I study the darkened square en face. One side is lined with taxis. Out of the question. I will not take a taxi, the price of which represents one night in a youth hostel (single room: 40 euros, no bath, no toilet). I should know: I have been doing homework for my next périple through Paris. (Apropos youth hostels: one doesn't have to be a youth to be hostel, or to lodge in one.)
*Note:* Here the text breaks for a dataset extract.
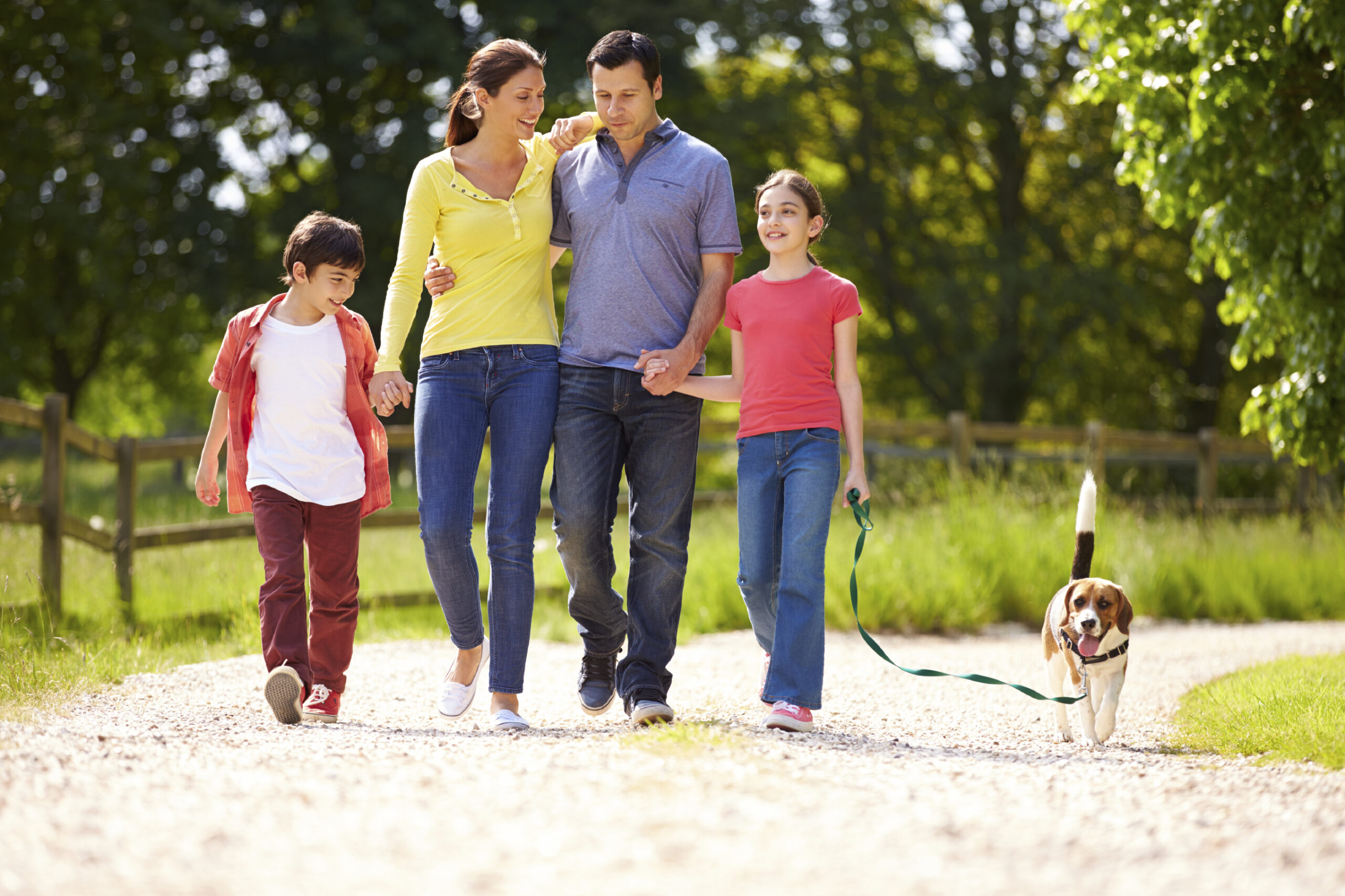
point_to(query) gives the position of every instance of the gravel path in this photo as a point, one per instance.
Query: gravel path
(183, 784)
I stare at the hostile heavens. It is my turn. I must go, must quit entertaining thoughts of how to get the waitress to sit my bags. How she might be bribed—up to 10 euros (yes, it would be worth every centime to be freed of this weight)—to store the bag until my train leaves (at the end of the day...). But visibly, this won't work. I can tell by the way the produce arrives—lettuce, potatoes, céleri-rave, tomatoes—via a delivery truck. (The driver is drinking a complimentary café-au-lait at the bar). I watch the legumes being lowered, via an ascenseur that just appeared, out of the floor, from beneath a large tile—next to where the driver is sipping his complimentary crème. I stare as the lettuce bottoms out into the belly of the bar, disappearing into the basement below, where an invisible chef will labor in cramped quarters for the lunch crowd that arrives at noon.
Every nook and cranny of Paris is filled, by lettuce, a cook, by raindrops.... There is no place for my bag, not here anyway. Not in the 7th arrondissement. But what about the 12th? I will need to take the metro to the Gare de Lyon and search for a baggage sitter.... It is called une consigne isn't it? They do exist, don't they? I have another look at Paris Insider's Guide a free booklet that Clydette gave me. It is chock full of information, everything but where to store one's bags during that precarious "in transit" time: neither here nor there, loaded down with a suitcase filled with books and sportswear... I might be ready for a marathon, but for the books. So many books!
I should call Robin, or Christine or Meredith or Janet or Penelope or Laurel... or Ann... they want to help. Why not let them? I have my doubts. Self-doubts.
Ann! I could go to the American Library. Hang out all day...
Loiterer! Espèce de vadrouilleuse! I look up and notice the pregnant waitress, who is quietly considering me from behind the comptoir. It is time to press on. Liberate this perch for another self-conscious, soaking, stranger.
I pay for the tartine and the two crèmes.... Leave a tip for a college fund, never mind that the university is free. Maybe the unborn child will study aux états-unis? Next, I wait in the corner café until a light at the end of the crosswalk turns green at which point I travel, perpendicularly, like the rain, jaywalking across the intersection. Beyond, I see the cannons of the Invalides. The eyes at the end of their barrels are watching me.